What is Dijkstra's Algorithm?

Dijkstra's Algorithm is a well-known algorithm used to find the shortest path between nodes in a graph. It was created by the computer scientist Edsger Wybe Dijkstra. This algorithm is one of the most efficient for finding the shortest path in a graph with non-negative weights, especially for sparse graphs. However, it is not always the fastest or most optimised algorithm for all shortest path problems. The choice of algorithm depends on the specific characteristics of the graph and the requirements of the problem.

Is Dijkstra's Algorithm the Fastest and Most Optimised?

Dijkstra's Algorithm is highly efficient for its intended use case: finding the shortest paths from a single source in graphs with non-negative edge weights. However, other algorithms may be more suitable for different scenarios:

  1. Bellman-Ford Algorithm:
    • Use Case: Graphs with negative weights.
    • Strengths: Handles graphs with negative edge weights and can detect negative weight cycles.
    • Drawbacks: Generally slower than Dijkstra's algorithm for graphs without negative weights.
    • Complexity: \[O(VE)\]
  2. A* Algorithm:
    • Use Case: Pathfinding in navigation and games.
    • Strengths: Uses heuristics to focus the search, making it faster in practice for many problems.
    • Drawbacks: Requires a good heuristic to be effective.
    • Complexity: Depends on the heuristic used, often better than Dijkstra's for practical problems.
  3. Johnson's Algorithm:
    • Use Case: All-pairs shortest paths in sparse graphs.
    • Strengths: Efficient for sparse graphs, transforms the problem to allow using Dijkstra's algorithm.
    • Drawbacks: More complex than Floyd-Warshall for dense graphs.
    • Complexity: \[O(V^2 \log V + VE)\]
  4. Floyd-Warshall Algorithm:
    • Use Case: All-pairs shortest paths.
    • Strengths: Simple implementation, handles negative weights (no cycles).
    • Drawbacks: Not suitable for large graphs due to cubic time complexity.
    • Complexity: \[O(V^3)\]

Summary

  • Dijkstra's Algorithm is optimal for single-source shortest path problems in graphs with non-negative weights, especially for sparse graphs.
  • Bellman-Ford Algorithm is better for graphs with negative weights.
  • A* Algorithm is often faster in practical scenarios with a good heuristic.
  • Floyd-Warshall Algorithm is suited for all-pairs shortest path problems in dense graphs.
  • Johnson's Algorithm is efficient for all-pairs shortest path problems in sparse graphs.
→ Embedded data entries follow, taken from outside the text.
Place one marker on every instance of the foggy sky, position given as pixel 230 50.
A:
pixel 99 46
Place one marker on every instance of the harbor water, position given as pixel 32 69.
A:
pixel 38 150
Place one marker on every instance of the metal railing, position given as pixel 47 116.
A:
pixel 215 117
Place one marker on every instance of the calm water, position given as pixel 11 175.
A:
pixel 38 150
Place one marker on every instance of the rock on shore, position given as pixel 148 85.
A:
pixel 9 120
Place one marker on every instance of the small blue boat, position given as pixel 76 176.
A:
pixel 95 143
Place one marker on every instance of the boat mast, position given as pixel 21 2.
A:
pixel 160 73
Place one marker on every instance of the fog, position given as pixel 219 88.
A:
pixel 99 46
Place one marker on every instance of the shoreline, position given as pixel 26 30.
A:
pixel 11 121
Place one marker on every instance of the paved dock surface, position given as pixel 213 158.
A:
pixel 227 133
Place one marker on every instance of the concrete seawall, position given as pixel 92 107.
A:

While Dijkstra's Algorithm is highly efficient for its specific use case, it is not universally the fastest or most optimised for all shortest path problems. The choice of algorithm should be based on the specific properties and requirements of the problem at hand.

How Does Dijkstra's Algorithm Work?

Dijkstra's Algorithm works by iteratively selecting the node with the smallest known distance, updating the distances of its neighbors, and marking it as "visited" until the shortest path to all nodes is determined. Here's a simplified step-by-step explanation:

  1. Initialisation: Set the distance to the start node to 0 and all other nodes to infinity. Add all nodes to a priority queue.
  2. Selection: While the priority queue is not empty, select the node with the smallest distance.
  3. Update: For the selected node, update the distances to its neighboring nodes if a shorter path is found.
  4. Repeat: Mark the selected node as visited and remove it from the queue. Continue the process until all nodes are visited.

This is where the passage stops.